世界最大級の記録に残る植物プランクトン大発生の一つであるマダガスカル大発生に関する新たな研究によると、南アフリカで増加する干ばつ現象は、インド洋の海洋生物と大気中の炭素除去に利益をもたらす可能性があるという。
アテネ大学(NKUA)が主導し、英国国立海洋学センター(NOC)の科学者らが共同執筆したこの研究では、前例のない海洋藻類の大発生が、南アフリカからインド洋に吹き寄せられた栄養分を含んだ塵の流入と関連していると結論づけた。
これにより、植物プランクトンのレベルは、発生時期に通常予想されるレベルの3倍に達し、通常より3週間長く、マダガスカル南東部からインド洋全域に広がりました。
これらの海藻は海洋食物連鎖の基礎を形成し、成長して食べられたり、死んで有機物として海底に落ちたりすることで、大気から二酸化炭素を除去するのに役立ちます。
NOCの共著者であるファトマ・ジェブリ博士は、「私たちの研究は、アフリカの砂漠の塵が吹き飛ばされて海面に堆積したことが、一年のうちで植物プランクトンの大量発生が珍しい時期にマダガスカル南東部で前例のない海洋植物プランクトンの大量発生を引き起こす鍵となったことを示している」と述べた。
同じくNOCのメリック・スロコシュ教授は、「砂漠がより多くの塵を大気中に放出し、その塵が海面に沈むと、植物プランクトンの成長を促し、海洋が大気から吸収するCO2の量を増やす可能性があることを示唆しており、これは重要です」と付け加えた。

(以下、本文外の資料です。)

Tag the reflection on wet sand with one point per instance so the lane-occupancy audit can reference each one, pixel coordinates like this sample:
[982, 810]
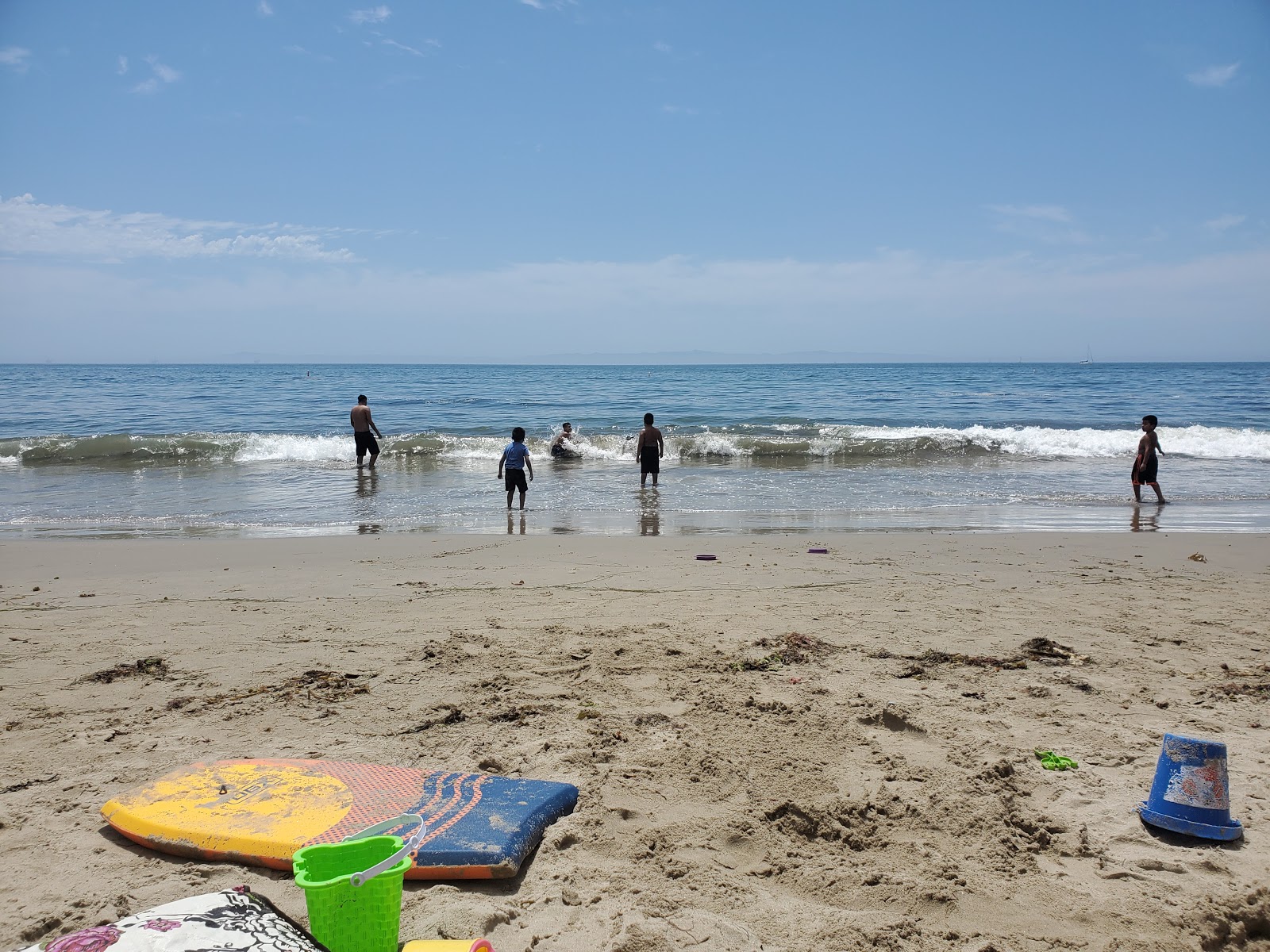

この研究では、衛星データを使用して大規模な植物プランクトン大量発生の原因を調査し、24年間の記録で最大であったことが判明した2019年後半から2020年初頭にかけての前例のないマダガスカルの大量発生に焦点を当てました。
サハラ砂漠の塵がしばしば大西洋を越えてアメリカ大陸に到達し、これらの粒子が陸地や海に沈むと、植物や海洋生物の成長を促進する重要な栄養素を運ぶことはすでに知られています。
しかし、砂漠化、塵の放出、海洋肥沃化の関係は十分に解明されていない。PNAS Nexusに発表された新しい研究は、これらの関係を解明する上で重要な一歩となる。科学者らは、欧州宇宙機関(ESA)の「生きている惑星フェローシップ ポセイドン」および「パイロプランクトン」を通じて研究を行った。
主執筆者であるアテネ大学のジョン・ギッティングス氏は、「ESA気候変動イニシアチブ海洋色プロジェクトの衛星データに加えて、ESAの気候変動イニシアチブ土壌水分プロジェクトとESAの社会のための科学生物学的ポンプと炭素交換プロセスプロジェクトの情報も活用しました。また、コペルニクス大気監視サービスとコペルニクス海洋サービスの衛星データも取り入れました」と述べています。
「このような豊富な衛星データにアクセスできたことで、この大規模な大気汚染の範囲を明確に追跡し、原因となった砂塵現象を特定することができました。この大規模な植物プランクトンの大発生は非常に異例ですが、南アフリカにおける気温上昇、乾燥、砂塵放出の傾向から、今後このような現象がさらに頻繁に発生する可能性が示唆されています。オーストラリアで干ばつが原因の大規模火災による海洋肥沃化が最近発見されたことと合わせて、私たちの研究結果は、気候変動、干ばつ、エアロゾル、海洋大気汚染の間に潜在的な関連があることを示唆しています。」
ESAのマリー・エレーヌ・リオ氏は、「海洋は地球の3分の2を覆っており、生態系の健全性にとって不可欠です。気候変動が海洋の生物学的プロセスにどのような変化をもたらしているかを理解することは、単なる科学的調査の問題ではなく、地球上の生命にとって極めて重要です」と付け加えた。